Saúde

Bocejo “contagioso” não teria ligação com empatia

Razões que levam uma pessoa a bocejar quando vê outra fazendo o mesmo ainda são um mistério

O apresentador Zeca Camargo brinca com bocejo que deu durante o programa “Fantástico” em 2010: “contágio” ainda sem explicação
Foto: Reprodução
O apresentador Zeca Camargo brinca com bocejo que deu durante o programa “Fantástico” em 2010: “contágio” ainda sem explicação Foto: Reprodução

RIO - Embora estudos prévios tenham sugerido uma conexão entre os bocejos “contagiosos” e a empatia, nova pesquisa da Universidade Duke, nos EUA, não encontrou uma forte relação entre este fenômeno e variáveis como a própria empatia, cansaço ou níveis de energia, aprofundando o mistério em torno dele. Os cientistas, no entanto, verificaram uma queda na sua manifestação dos bocejos contagiosos com a idade e acreditam que uma melhor compreensão de suas causas biológicas por levar também a um melhor entendimento sobre doenças como autismo e esquizofrenia.

- A falta de associação no nosso estudo entre os bocejos contagiosos e a empatia sugere que eles não são simplesmente produto da capacidade de alguém para ter empatia – diz Elizabeth Cirulli, professora de medicina do Centro para Variação do Genoma Humano da instituição, e uma das autoras de artigo sobre a pesquisa, publicado na edição desta sexta do periódico “PLOS ONE”.

Os bocejos contagiosos são um fenômeno bem documentado que ocorre apenas entre humanos e chimpanzés em resposta a escutar, ver ou até mesmo pensar em bocejar e diferem dos bocejos espontâneos, que se manifestam só em razão de cansaço ou tédio. Além disso, os bocejos espontâneos são observados até em fetos ainda dentro do útero, enquanto os contagiosos só começam a ser vistos durante a infância.

As razões porque algumas pessoas são mais suscetíveis aos bocejos contagiosos também ainda são pouco compreendidas. Estudos anteriores indicaram que eles estariam correlacionados à empatia e à capacidade destas pessoas de reconhecer e entender as emoções de outras, assim como a fatores como inteligência e hora do dia. Mas indivíduos com autismo ou esquizofrenia, condições que envolvem problemas sociais, demonstram menor suscetibilidade para os bocejos contagiosos, apesar de ainda bocejarem espontaneamente.

Na tentativa de identificar como certos fatores poderiam influir na suscetibilidade de uma pessoa aos bocejos contagiosos, os pesquisadores recrutaram 328 voluntários saudáveis que foram submetidos a testes cognitivos, avaliações demográficas e responderam a questionários destinados a medir seus níveis de empatia, energia e sonolência. Os voluntários então assistiram a um vídeo de três minutos com pessoas bocejando, com os pesquisadores contando o número de vezes que bocejaram em resposta.

No experimento, os cientistas observaram que certos indivíduos eram mais suscetíveis aos bocejos contagiosos do que outros, com o número de bocejos variando entre zero e 15 durante a exibição do vídeo. Dos 328 participantes, 222 bocejaram em resposta ao vídeo ao menos uma vez, e em experimentos posteriores com o mesmo vídeo eles tenderam a bocejar o mesmo número de vezes, indicando que esta é uma característica estável de cada um. Mas ao contrário dos estudos anteriores, os pesquisadores não encontraram uma forte correlação entre empatia, inteligência ou hora do dia e os bocejos contagiosos. Segundo eles, o único fator que aparentemente pareceu influenciar no fenômeno foi a idade dos voluntários: quanto mais velhos, menor era a chance de eles bocejarem.

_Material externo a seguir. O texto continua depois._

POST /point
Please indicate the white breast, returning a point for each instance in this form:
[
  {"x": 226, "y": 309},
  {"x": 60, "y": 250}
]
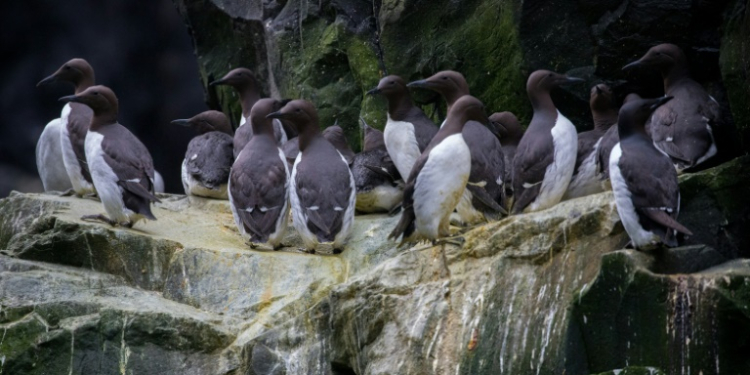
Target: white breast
[
  {"x": 105, "y": 181},
  {"x": 586, "y": 181},
  {"x": 559, "y": 173},
  {"x": 401, "y": 143},
  {"x": 440, "y": 184},
  {"x": 49, "y": 161},
  {"x": 625, "y": 208}
]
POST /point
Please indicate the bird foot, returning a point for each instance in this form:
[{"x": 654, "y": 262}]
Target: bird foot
[{"x": 100, "y": 217}]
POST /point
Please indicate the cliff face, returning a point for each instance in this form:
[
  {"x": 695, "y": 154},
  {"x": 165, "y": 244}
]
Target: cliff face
[
  {"x": 536, "y": 293},
  {"x": 332, "y": 51}
]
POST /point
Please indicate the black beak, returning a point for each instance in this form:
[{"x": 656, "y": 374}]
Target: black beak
[
  {"x": 276, "y": 114},
  {"x": 70, "y": 98},
  {"x": 363, "y": 122},
  {"x": 498, "y": 129},
  {"x": 632, "y": 65},
  {"x": 422, "y": 83},
  {"x": 47, "y": 80},
  {"x": 218, "y": 82},
  {"x": 181, "y": 122},
  {"x": 661, "y": 101}
]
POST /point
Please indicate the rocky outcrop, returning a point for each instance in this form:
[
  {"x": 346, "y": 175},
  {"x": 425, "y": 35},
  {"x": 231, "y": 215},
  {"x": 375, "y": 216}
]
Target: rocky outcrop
[{"x": 536, "y": 293}]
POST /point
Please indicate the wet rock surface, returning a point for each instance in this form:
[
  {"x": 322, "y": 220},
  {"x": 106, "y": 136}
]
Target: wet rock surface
[{"x": 537, "y": 293}]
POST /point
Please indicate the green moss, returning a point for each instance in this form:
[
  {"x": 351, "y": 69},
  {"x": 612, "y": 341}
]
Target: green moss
[
  {"x": 734, "y": 60},
  {"x": 482, "y": 44}
]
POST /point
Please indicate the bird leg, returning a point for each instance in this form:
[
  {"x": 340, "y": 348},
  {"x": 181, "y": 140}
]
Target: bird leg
[
  {"x": 445, "y": 272},
  {"x": 99, "y": 217}
]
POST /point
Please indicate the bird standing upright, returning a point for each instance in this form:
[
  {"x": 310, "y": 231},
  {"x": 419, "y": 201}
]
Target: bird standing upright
[
  {"x": 408, "y": 131},
  {"x": 259, "y": 181},
  {"x": 322, "y": 191},
  {"x": 586, "y": 179},
  {"x": 208, "y": 158},
  {"x": 484, "y": 197},
  {"x": 644, "y": 182},
  {"x": 121, "y": 167},
  {"x": 546, "y": 156},
  {"x": 683, "y": 128},
  {"x": 75, "y": 120}
]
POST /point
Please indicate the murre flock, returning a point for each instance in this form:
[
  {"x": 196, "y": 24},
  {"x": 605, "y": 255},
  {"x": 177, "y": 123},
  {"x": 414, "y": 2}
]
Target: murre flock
[
  {"x": 484, "y": 197},
  {"x": 644, "y": 181},
  {"x": 75, "y": 120},
  {"x": 482, "y": 167},
  {"x": 121, "y": 167},
  {"x": 208, "y": 159},
  {"x": 683, "y": 127},
  {"x": 247, "y": 87},
  {"x": 259, "y": 181},
  {"x": 322, "y": 192},
  {"x": 545, "y": 157},
  {"x": 586, "y": 179}
]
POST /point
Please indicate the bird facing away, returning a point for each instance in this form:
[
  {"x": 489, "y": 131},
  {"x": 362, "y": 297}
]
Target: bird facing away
[
  {"x": 378, "y": 183},
  {"x": 75, "y": 120},
  {"x": 247, "y": 87},
  {"x": 484, "y": 197},
  {"x": 208, "y": 158},
  {"x": 439, "y": 177},
  {"x": 545, "y": 157},
  {"x": 644, "y": 182},
  {"x": 507, "y": 126},
  {"x": 121, "y": 167},
  {"x": 408, "y": 131},
  {"x": 683, "y": 127},
  {"x": 322, "y": 192},
  {"x": 586, "y": 177},
  {"x": 259, "y": 181}
]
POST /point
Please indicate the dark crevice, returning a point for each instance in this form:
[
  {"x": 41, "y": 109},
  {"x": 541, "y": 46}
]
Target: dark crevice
[{"x": 341, "y": 369}]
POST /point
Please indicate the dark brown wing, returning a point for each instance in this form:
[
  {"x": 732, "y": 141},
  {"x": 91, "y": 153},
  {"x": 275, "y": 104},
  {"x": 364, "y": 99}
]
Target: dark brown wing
[
  {"x": 132, "y": 164},
  {"x": 324, "y": 187},
  {"x": 258, "y": 187},
  {"x": 406, "y": 225}
]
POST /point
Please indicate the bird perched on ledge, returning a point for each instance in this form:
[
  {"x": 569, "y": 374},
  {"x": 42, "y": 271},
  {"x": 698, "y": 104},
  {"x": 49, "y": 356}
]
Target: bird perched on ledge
[
  {"x": 484, "y": 197},
  {"x": 683, "y": 127},
  {"x": 121, "y": 167},
  {"x": 546, "y": 155},
  {"x": 439, "y": 177},
  {"x": 259, "y": 181},
  {"x": 75, "y": 120},
  {"x": 644, "y": 181},
  {"x": 322, "y": 191}
]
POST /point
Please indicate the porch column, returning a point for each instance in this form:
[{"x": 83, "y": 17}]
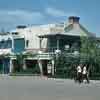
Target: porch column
[
  {"x": 40, "y": 43},
  {"x": 53, "y": 72},
  {"x": 11, "y": 66},
  {"x": 40, "y": 67}
]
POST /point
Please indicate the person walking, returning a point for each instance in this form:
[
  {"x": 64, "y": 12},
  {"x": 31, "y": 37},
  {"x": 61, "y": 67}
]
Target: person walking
[
  {"x": 85, "y": 74},
  {"x": 79, "y": 73}
]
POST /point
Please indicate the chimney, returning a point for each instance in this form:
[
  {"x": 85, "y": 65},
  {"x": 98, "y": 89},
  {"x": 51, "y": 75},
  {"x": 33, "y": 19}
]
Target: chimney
[{"x": 73, "y": 19}]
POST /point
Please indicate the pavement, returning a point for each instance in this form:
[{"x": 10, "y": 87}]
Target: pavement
[{"x": 42, "y": 88}]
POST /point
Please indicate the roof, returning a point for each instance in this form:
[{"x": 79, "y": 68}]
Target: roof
[{"x": 71, "y": 30}]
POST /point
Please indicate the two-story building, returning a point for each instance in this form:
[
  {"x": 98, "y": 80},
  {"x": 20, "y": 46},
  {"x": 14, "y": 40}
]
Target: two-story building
[{"x": 46, "y": 40}]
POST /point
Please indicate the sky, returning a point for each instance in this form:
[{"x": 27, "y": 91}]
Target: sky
[{"x": 34, "y": 12}]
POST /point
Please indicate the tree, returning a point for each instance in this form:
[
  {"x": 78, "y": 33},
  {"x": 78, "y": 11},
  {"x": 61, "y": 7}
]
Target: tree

- Mas mesmo a idade não se mostrou tão importante para prever os bocejos contagiosos. A grande maioria da variação das respostas de bocejos contagiosos simplesmente não pôde ser explicada – conta Cirulli.

Diante disso, os pesquisadores agora querem saber se a variação nos bocejos contagiosos pode ter uma causa genética, o que acreditam também poderia servir para melhor entender condições como o autismo e a esquizofrenia.

- É possível que se identificarmos uma variação genética que faz as pessoas serem menos suscetíveis aos bocejos contagiosos esta variante ou variantes estejam no mesmo gene associado à esquizofrenia ou ao autismo – acredita Cirulli. - Mas mesmo que nenhuma associação com doenças seja encontrada, uma melhor compreensão da biologia por trás dos bocejos contagiosos pode nos informar caminhos envolvidos nestas condições.